Back on the battlefield, Aureliano is approached by the Conservative Party representatives and urged to sign a peace treaty. Refusing to sign away the dignity of his people, Aureliano and his troops continue their fight for the Liberal cause. Soon, a wanted poster with Aureliano’s face appears around town. The Liberal party has betrayed him and put a reward out for his capture or death. Aureliano symbolically burns the red scarf signifying his party colors and declares to continue his mission with a rebel army. This is a significant shift for his character, who has always been an advocate for the people. He’s now attacking innocents to rid Colombia of the conservatives.
A decade of war passes and peace is finally brought back to Macondo under the rule of General José Raquel Moncada. Despite being a conservative leader, he becomes instrumental in helping Macondo navigate the Colombian civil war.
In a strange turn of events, Amaranta (Loren Sofia Paz), the only biological daughter of José Arcadio and Úrsula, begins to have feelings for her adopted son and biological nephew, Aureliano José. They begin an affair, but Amaranta decides to end it, forcing Aureliano José to join the frontlines with his father.
Towards the end of the episode, we see Colonel Aureliano dream of his father in a field with a bright yellow flower in his hands. He writes home to his mother saying that his premonitions have begun again and José Arcadio (Diego Vásquez) is going to die.
Back in Macondo, we see José Arcadio, who is not yet ready to “sleep” chase his wife through an infinite number of rooms, reliving significant parts of his life. He sees the truth of his friend Melquíades’s death and the man he killed when he was younger, Prudencío, leads him into the stars. It’s a powerful allegory for the passage of death.

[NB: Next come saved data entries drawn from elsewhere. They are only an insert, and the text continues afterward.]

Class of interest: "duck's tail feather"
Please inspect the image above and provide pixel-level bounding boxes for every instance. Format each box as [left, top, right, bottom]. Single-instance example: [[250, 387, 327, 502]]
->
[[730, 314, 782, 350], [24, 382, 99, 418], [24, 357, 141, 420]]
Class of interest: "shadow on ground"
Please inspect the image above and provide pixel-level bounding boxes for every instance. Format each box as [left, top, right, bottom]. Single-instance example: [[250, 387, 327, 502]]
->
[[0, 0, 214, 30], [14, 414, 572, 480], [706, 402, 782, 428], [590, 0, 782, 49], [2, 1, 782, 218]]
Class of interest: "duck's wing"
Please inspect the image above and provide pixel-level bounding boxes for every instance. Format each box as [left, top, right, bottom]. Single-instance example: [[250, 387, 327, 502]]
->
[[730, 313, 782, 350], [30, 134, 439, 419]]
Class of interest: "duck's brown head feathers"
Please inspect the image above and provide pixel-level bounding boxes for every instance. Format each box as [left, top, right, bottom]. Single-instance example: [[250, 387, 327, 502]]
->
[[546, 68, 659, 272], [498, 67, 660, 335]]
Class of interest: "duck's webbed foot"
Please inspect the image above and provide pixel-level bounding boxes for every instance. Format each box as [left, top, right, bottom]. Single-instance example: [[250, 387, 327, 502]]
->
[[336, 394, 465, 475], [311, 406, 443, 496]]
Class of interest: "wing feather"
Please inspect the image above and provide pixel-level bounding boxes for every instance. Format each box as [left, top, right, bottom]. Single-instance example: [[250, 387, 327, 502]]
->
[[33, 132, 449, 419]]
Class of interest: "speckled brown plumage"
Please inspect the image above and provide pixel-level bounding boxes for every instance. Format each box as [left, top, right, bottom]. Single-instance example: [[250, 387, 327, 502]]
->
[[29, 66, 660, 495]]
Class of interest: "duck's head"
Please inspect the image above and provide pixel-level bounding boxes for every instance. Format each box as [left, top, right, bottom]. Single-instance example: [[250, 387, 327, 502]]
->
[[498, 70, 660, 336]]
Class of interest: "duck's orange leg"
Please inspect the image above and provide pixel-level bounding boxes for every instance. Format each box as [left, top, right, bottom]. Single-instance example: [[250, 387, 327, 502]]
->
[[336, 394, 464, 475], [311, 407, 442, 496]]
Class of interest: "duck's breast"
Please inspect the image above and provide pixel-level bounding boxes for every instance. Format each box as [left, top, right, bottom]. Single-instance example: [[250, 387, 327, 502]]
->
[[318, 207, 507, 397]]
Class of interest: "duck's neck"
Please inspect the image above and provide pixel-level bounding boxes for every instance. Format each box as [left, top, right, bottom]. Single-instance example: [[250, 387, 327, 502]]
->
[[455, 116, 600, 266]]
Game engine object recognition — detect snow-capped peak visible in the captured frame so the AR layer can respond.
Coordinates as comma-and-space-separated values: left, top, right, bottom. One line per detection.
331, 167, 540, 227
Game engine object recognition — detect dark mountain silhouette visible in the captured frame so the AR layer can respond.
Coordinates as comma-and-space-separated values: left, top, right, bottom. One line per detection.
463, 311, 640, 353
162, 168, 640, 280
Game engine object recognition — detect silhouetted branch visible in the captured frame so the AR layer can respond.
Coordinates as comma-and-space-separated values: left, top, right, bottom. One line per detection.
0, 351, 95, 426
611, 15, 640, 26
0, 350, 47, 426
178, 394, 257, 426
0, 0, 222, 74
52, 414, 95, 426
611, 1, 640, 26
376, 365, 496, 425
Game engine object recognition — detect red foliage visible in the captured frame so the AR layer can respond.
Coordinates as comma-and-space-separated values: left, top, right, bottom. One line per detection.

The night the Buendía patriarch dies, thousands of tiny yellow flowers fall from the sky, coating the town in a sea of sunshine. José Arcadio’s funeral procession is led through the flower-littered streets with his widow close by his coffin.
The episode ends years later in the early 1900s. The civil war has raged on and Aureliano has finally returned back to Macondo with hundreds of heavily armed rebels. His mother begs him not to attack, but he refuses to listen to her and intends on taking back his hometown from the conservatives. The audience watches as Úrsula laments that her mother was right: She and José Arcadio did have monsters for children.
Despite eight full hours of non-stop drama and thought-provoking mysticisms, the final episode of Cien Años de Soledad leaves you craving more. The next eight episodes, which do not yet have a release date, will hopefully be even more riveting. Will Macondo be retaken by Aureliano? What will happen to Úrsula now that her husband is dead? And, most importantly, which of the Buendía offspring will take center stage in the remainder of the story?